Le Prêtre, le Chevalier et l'Ouvrier

     À l’opposé de l’esprit bourgeois des Derniers Temps, la pauvreté est une valeur spirituelle : métaphysiquement le pauvre est celui qui a absolument tort par rapport au monde, celui qui représente désormais tout ce qu’il y a de non-pouvoir sur terre et que tout pouvoir se propose d’exterminer. Il est le négateur absolu de la négation totale, c’est-à-dire celui qui, ne possédant rien des « possessions » de ce monde, ne se reconnaît  pour « chef » que Jésus-Christ, le Pauvre des pauvres.

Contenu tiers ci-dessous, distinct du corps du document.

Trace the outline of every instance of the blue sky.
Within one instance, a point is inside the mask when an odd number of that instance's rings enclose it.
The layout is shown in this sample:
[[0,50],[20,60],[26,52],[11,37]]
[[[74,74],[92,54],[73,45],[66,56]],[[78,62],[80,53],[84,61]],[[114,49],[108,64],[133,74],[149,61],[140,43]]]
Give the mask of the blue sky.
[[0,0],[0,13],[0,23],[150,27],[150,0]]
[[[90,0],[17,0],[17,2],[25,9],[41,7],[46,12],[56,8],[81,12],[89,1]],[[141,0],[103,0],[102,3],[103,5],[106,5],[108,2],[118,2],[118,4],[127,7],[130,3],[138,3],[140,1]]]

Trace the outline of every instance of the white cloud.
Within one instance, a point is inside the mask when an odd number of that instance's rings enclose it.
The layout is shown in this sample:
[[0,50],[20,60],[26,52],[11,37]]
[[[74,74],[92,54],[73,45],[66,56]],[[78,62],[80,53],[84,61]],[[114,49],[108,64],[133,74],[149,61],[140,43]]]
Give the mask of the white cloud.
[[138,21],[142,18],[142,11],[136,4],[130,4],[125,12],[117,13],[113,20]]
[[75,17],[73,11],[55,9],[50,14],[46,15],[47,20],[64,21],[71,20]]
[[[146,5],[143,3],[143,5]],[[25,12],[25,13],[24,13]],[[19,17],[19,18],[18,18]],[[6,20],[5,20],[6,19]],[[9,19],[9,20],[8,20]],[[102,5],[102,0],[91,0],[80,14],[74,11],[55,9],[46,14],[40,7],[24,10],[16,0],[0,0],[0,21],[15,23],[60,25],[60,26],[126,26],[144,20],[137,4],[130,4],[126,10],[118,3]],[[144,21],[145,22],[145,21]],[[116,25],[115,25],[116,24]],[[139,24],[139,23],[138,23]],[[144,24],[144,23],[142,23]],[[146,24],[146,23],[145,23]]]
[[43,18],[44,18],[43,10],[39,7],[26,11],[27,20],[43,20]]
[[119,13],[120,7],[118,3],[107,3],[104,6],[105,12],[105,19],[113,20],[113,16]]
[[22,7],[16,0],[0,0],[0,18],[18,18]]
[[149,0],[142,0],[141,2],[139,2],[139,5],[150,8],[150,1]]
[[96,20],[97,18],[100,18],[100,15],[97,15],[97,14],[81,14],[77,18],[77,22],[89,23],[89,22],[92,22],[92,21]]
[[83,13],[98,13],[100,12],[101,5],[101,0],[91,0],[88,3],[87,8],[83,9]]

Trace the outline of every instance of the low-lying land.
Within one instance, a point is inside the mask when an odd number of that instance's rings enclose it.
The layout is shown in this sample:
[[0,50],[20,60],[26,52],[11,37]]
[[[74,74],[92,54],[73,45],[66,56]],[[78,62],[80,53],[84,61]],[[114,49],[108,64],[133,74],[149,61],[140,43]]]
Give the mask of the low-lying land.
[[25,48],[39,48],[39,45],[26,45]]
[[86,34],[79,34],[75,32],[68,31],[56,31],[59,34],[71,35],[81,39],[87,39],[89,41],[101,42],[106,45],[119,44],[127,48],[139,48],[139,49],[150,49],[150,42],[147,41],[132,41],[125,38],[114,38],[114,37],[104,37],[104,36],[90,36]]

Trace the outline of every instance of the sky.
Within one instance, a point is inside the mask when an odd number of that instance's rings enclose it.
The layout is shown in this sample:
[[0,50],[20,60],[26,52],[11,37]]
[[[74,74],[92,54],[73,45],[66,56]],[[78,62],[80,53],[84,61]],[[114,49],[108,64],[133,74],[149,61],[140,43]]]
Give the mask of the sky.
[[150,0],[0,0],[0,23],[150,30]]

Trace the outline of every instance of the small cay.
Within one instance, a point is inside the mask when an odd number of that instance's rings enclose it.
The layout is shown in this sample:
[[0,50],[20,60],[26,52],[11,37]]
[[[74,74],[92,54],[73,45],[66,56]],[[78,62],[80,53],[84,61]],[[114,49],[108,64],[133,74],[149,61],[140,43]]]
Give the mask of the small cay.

     On sait que la doctrine hindoue distingue trois races métaphysiques de l’humanité. La prise de pouvoir par la bourgeoisie moderne a provoqué l’  « intériorisation » des castes traditionnelles : le Prêtre, le Chevalier et l’Ouvrier sont devenus les dimensions spirituelles de la pauvreté. Car, en Occident, les trois castes « deux fois nées » sont celles du Prêtre, du Chevalier et de l’Ouvrier. Le Vishnu-purâna, décrivant les caractéristiques de l’Âge sombre désigne la « bourgeoisie » comme la caste dominante des derniers temps : « Les possédants (vaishyas) abandonneront agriculture et commerce et tireront de quoi vivre en exerçant des professions mécaniques. » (5)

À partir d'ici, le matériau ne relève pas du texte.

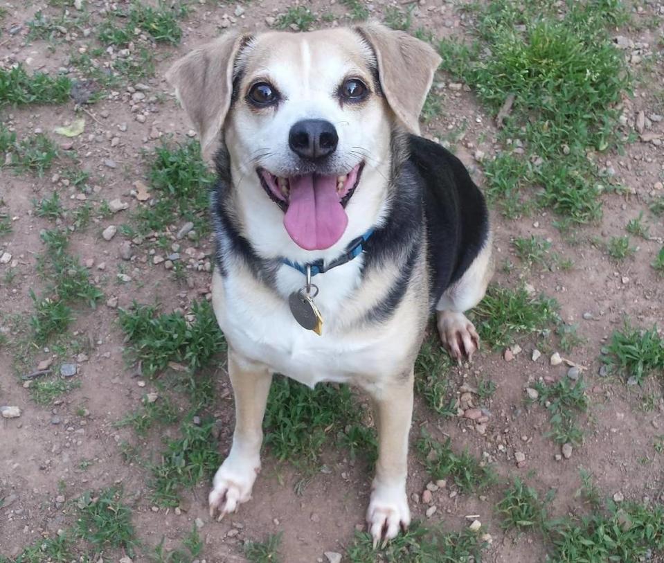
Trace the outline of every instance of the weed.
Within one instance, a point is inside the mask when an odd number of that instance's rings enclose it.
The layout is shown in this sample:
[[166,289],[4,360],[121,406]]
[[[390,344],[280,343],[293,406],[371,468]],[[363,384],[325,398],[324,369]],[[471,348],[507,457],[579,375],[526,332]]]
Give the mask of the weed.
[[481,563],[487,544],[468,530],[444,534],[440,528],[427,529],[412,522],[408,530],[377,551],[370,535],[356,532],[346,555],[350,563]]
[[640,237],[646,240],[650,237],[650,227],[643,223],[643,211],[638,214],[638,217],[630,219],[625,229],[630,235],[634,235],[635,237]]
[[120,325],[132,343],[129,353],[146,375],[162,371],[170,361],[183,361],[196,371],[223,350],[224,336],[207,301],[192,303],[191,321],[180,313],[156,313],[156,307],[135,303],[120,310]]
[[111,487],[93,497],[81,495],[78,508],[76,535],[101,551],[107,547],[122,548],[134,555],[136,539],[132,524],[132,509],[122,503],[122,489]]
[[251,563],[280,563],[279,546],[282,533],[270,534],[264,542],[246,542],[244,544],[244,557]]
[[555,299],[532,297],[523,287],[493,285],[473,315],[481,339],[496,348],[512,344],[521,335],[545,332],[559,321],[558,309]]
[[54,399],[80,386],[81,382],[78,379],[37,379],[30,386],[30,396],[37,404],[50,404]]
[[622,330],[616,330],[611,342],[602,348],[602,361],[629,378],[629,382],[640,385],[652,373],[661,376],[664,372],[664,339],[657,327],[641,330],[625,321]]
[[448,436],[443,443],[434,440],[424,429],[418,441],[418,452],[427,472],[433,480],[451,477],[462,492],[483,490],[496,481],[492,469],[474,458],[467,451],[456,454]]
[[152,400],[152,397],[145,395],[141,403],[141,409],[125,415],[116,426],[130,426],[138,436],[144,436],[155,423],[171,425],[177,422],[177,409],[168,397]]
[[316,21],[316,16],[311,10],[303,6],[289,8],[285,14],[277,18],[275,26],[278,29],[290,28],[297,31],[308,31]]
[[415,389],[427,404],[442,416],[456,416],[455,397],[449,391],[447,374],[452,360],[432,330],[422,342],[415,361]]
[[496,510],[505,530],[541,530],[546,520],[545,504],[539,500],[537,491],[514,477]]
[[664,274],[664,247],[659,249],[655,259],[650,262],[650,265],[661,275]]
[[69,99],[71,80],[42,72],[28,74],[22,65],[0,69],[0,107],[5,105],[62,104]]
[[55,220],[60,219],[64,213],[60,197],[57,195],[57,192],[55,191],[51,197],[43,197],[39,202],[33,199],[33,205],[35,206],[37,217],[45,217],[47,219]]
[[614,260],[622,260],[631,256],[636,249],[629,246],[629,237],[611,237],[607,244],[607,252]]
[[551,249],[551,243],[548,240],[531,235],[528,238],[517,237],[512,241],[512,244],[517,251],[517,256],[529,266],[533,264],[541,266],[546,265],[548,253]]
[[576,382],[564,377],[550,386],[541,382],[532,384],[536,400],[550,414],[551,432],[548,434],[559,444],[580,444],[583,433],[576,423],[577,414],[588,409],[588,397],[583,378]]
[[191,422],[182,425],[182,438],[166,441],[161,463],[152,467],[153,498],[162,506],[177,506],[178,490],[191,488],[208,479],[222,461],[213,437],[213,422],[200,426]]

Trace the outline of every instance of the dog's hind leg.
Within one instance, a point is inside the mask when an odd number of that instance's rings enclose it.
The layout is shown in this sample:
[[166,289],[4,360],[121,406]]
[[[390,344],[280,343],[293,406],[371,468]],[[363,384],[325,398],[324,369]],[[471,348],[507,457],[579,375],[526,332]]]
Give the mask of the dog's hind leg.
[[210,515],[221,520],[251,497],[260,469],[262,421],[272,375],[228,348],[228,375],[235,399],[235,429],[231,452],[217,470],[210,493]]
[[463,314],[484,297],[493,274],[491,236],[461,278],[448,287],[436,305],[438,332],[452,357],[470,358],[480,346],[473,323]]
[[378,461],[366,521],[374,546],[396,537],[411,522],[406,496],[408,434],[413,413],[413,371],[407,377],[368,388],[376,409]]

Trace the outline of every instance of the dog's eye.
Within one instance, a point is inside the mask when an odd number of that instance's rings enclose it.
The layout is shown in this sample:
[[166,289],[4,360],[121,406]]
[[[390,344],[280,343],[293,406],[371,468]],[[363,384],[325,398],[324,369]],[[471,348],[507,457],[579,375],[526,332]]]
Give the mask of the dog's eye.
[[348,100],[359,100],[366,96],[368,89],[364,82],[350,78],[341,84],[341,96]]
[[251,87],[249,97],[256,105],[268,105],[276,101],[278,94],[276,90],[267,82],[258,82]]

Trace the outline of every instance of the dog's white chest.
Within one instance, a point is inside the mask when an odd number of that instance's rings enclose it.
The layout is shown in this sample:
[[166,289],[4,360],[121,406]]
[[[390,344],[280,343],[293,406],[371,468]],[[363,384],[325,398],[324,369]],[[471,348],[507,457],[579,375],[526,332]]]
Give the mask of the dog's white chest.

     Tout au long de l’histoire moderne, la capacité sacrificielle des classes productrices occidentales a témoigné d’une qualification spirituelle dont la bourgeoisie resta toujours essentiellement démunie. « La classe ouvrière » des sociétés modernes ne correspond pas à la quatrième caste des sociétés traditionnelles. Elle contient en son sein des éléments qui la qualifient, au même titre que la paysannerie, réceptrice du « folklore », dont René Guénon a bien explicité qu’il contenait, souvent à l’insu même des pratiquants, les résidus cachés des connaissances anciennes.
     Il n’est pas insignifiant que les premières expressions du mouvement coopératif, dans ses formes « héroïques », aient conservé les fondements de l’idée libertaire. Il serait intéressant d’étudier les deux types de subversions qui transformèrent ce socialisme originel en ses formes modernes. On y rencontrerait un premier type de subversion matérialiste – le marxisme –immédiatement « redoublé » par un second type de subversion spiritualiste – le spiritisme (6).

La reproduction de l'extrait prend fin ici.